# INTRODUCTION TO CLASSIFICATION

Work plan:

* Read in the data
* Split the data into **training** and **test** sets
* Build a model using the **training** set
* Evaluate the model using the **test** set


Please download the data file "players.txt" into a local directory.

We are going to use the sklearn library. 

In [None]:
#%pip install sklearn

In [None]:
import sklearn
import pandas as pd
import numpy as np

In [None]:
players = pd.read_csv("players.txt")
players

In [None]:
players.describe()

# ATTENTION

The "id" attribute uniquely identifies a player within our data set. 
This attribute cannot be used to classify new players as each player has a different id number. It is always important to check whether the data contains unnecessary attributes.

Before we continue, we'll remove the "id" attribute from our data set!

In [None]:
players = players.drop('id', axis=1)
players

# Example 1 - Prediction of playing position


We want to build a model to predict a player's playing position 
with respect to the given player's statistics. The target variable "position" is discrete - we term this a classification task. We aim to verify whether or not it is possible to use historical data to predict
playing positions for new players. 


We are going to split the data into a training and testing data set.
The training data set consists of players that ended their careers before 1999.
The test data set consists of players that began their careers after 1999.


In [None]:
players['lastseason'] <= 1999
train = players[players['lastseason'] <= 1999]
test = players[players['firstseason'] > 1999]
print("Number of training examples:", len(train))
print("Number of test examples:", len(test))
print("ratio of train examples:", len(train)/(len(train)+len(test)))

We used the "firstseason" and "lastseason" attributes to split the data.

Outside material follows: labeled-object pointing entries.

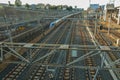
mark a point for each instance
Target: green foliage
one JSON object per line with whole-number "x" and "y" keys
{"x": 27, "y": 5}
{"x": 70, "y": 8}
{"x": 18, "y": 3}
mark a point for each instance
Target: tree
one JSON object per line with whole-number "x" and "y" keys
{"x": 18, "y": 3}
{"x": 27, "y": 5}
{"x": 10, "y": 3}
{"x": 69, "y": 8}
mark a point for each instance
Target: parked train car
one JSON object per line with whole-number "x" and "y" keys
{"x": 54, "y": 23}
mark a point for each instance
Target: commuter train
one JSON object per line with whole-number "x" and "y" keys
{"x": 52, "y": 24}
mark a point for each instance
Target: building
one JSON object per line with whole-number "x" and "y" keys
{"x": 94, "y": 6}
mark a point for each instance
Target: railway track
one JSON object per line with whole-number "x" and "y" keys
{"x": 19, "y": 70}
{"x": 88, "y": 61}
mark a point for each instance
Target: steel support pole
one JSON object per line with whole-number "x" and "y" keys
{"x": 1, "y": 53}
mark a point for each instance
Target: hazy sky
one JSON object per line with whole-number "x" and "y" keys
{"x": 78, "y": 3}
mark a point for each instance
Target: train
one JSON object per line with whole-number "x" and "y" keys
{"x": 54, "y": 23}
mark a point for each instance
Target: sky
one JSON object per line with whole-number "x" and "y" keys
{"x": 78, "y": 3}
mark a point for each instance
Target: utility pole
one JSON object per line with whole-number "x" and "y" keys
{"x": 95, "y": 31}
{"x": 109, "y": 25}
{"x": 118, "y": 22}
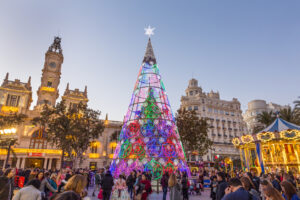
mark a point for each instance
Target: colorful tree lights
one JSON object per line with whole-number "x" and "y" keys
{"x": 149, "y": 140}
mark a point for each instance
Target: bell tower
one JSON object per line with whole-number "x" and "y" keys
{"x": 48, "y": 90}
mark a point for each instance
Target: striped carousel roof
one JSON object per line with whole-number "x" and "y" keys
{"x": 280, "y": 125}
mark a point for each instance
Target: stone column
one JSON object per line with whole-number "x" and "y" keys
{"x": 58, "y": 162}
{"x": 50, "y": 163}
{"x": 23, "y": 163}
{"x": 18, "y": 162}
{"x": 45, "y": 163}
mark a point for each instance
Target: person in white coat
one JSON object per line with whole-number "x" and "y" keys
{"x": 30, "y": 191}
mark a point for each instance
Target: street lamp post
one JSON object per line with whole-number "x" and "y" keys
{"x": 10, "y": 135}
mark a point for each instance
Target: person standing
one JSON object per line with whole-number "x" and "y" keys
{"x": 289, "y": 191}
{"x": 107, "y": 185}
{"x": 120, "y": 191}
{"x": 272, "y": 193}
{"x": 77, "y": 184}
{"x": 30, "y": 191}
{"x": 222, "y": 185}
{"x": 130, "y": 182}
{"x": 45, "y": 185}
{"x": 7, "y": 184}
{"x": 53, "y": 183}
{"x": 248, "y": 186}
{"x": 235, "y": 191}
{"x": 185, "y": 187}
{"x": 97, "y": 182}
{"x": 174, "y": 188}
{"x": 144, "y": 188}
{"x": 164, "y": 184}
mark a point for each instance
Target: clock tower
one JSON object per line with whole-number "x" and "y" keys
{"x": 48, "y": 91}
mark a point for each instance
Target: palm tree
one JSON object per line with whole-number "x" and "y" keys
{"x": 287, "y": 114}
{"x": 297, "y": 103}
{"x": 266, "y": 118}
{"x": 257, "y": 129}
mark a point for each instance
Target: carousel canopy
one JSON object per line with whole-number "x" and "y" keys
{"x": 280, "y": 125}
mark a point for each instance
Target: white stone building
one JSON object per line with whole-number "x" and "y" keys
{"x": 32, "y": 149}
{"x": 224, "y": 117}
{"x": 256, "y": 107}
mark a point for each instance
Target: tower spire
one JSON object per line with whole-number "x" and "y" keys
{"x": 149, "y": 54}
{"x": 6, "y": 77}
{"x": 85, "y": 91}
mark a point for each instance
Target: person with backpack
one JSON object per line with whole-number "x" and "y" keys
{"x": 248, "y": 186}
{"x": 164, "y": 184}
{"x": 185, "y": 186}
{"x": 30, "y": 191}
{"x": 222, "y": 185}
{"x": 130, "y": 182}
{"x": 97, "y": 182}
{"x": 46, "y": 186}
{"x": 107, "y": 184}
{"x": 235, "y": 191}
{"x": 175, "y": 190}
{"x": 144, "y": 188}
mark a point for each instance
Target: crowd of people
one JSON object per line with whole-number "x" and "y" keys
{"x": 247, "y": 186}
{"x": 74, "y": 185}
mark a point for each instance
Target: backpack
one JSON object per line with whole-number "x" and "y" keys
{"x": 250, "y": 196}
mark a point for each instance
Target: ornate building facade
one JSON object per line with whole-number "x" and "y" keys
{"x": 256, "y": 107}
{"x": 32, "y": 149}
{"x": 224, "y": 118}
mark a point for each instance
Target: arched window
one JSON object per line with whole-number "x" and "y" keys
{"x": 38, "y": 140}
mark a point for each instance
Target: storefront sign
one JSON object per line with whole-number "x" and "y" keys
{"x": 36, "y": 154}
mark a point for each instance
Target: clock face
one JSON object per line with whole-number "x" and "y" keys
{"x": 52, "y": 65}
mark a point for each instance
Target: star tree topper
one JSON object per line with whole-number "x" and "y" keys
{"x": 149, "y": 31}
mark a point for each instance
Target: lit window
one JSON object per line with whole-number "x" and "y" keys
{"x": 49, "y": 84}
{"x": 12, "y": 100}
{"x": 94, "y": 149}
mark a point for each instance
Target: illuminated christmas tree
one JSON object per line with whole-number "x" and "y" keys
{"x": 149, "y": 140}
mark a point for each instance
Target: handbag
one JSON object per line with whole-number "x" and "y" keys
{"x": 100, "y": 195}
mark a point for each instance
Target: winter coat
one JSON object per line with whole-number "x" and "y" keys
{"x": 45, "y": 184}
{"x": 28, "y": 192}
{"x": 222, "y": 185}
{"x": 164, "y": 181}
{"x": 130, "y": 181}
{"x": 239, "y": 194}
{"x": 6, "y": 188}
{"x": 254, "y": 193}
{"x": 276, "y": 185}
{"x": 175, "y": 192}
{"x": 97, "y": 179}
{"x": 107, "y": 182}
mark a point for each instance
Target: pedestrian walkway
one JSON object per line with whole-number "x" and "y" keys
{"x": 158, "y": 196}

Therefore the attributes are not going to contribute to the modelling task, so we will remove them.

In [None]:
train = train.drop('lastseason', axis=1)
train = train.drop('firstseason', axis=1)

test = test.drop('lastseason', axis=1)
test  = test.drop('firstseason', axis=1)

Lets inspect the player positions in each set

In [None]:
train['position'].value_counts()

In [None]:
test['position'].value_counts()

# Majority classifier

The majority class is the class with the highest number of training examples. This is the simplest classifier can be used as a baseline for comparison with other classifiers.

In [None]:
majority_index = train['position'].value_counts().argmax()

majority_class = train['position'].value_counts().index[majority_index]

print(majority_class)

How well does this perform on the test set?

We can evaluate model performance using classification accuracy (the percentage of correct predictions on the test set).

In [None]:
correct_predictions = test[test['position'] == majority_class]
CA = len(correct_predictions) / len(test)
CA

# Decision Tree

The goal of decision trees is to create a model that predicts the value of a target variable by learning simple decision rules inferred from the data features. Each node of a decision tree splits the dataset according to a decision rule.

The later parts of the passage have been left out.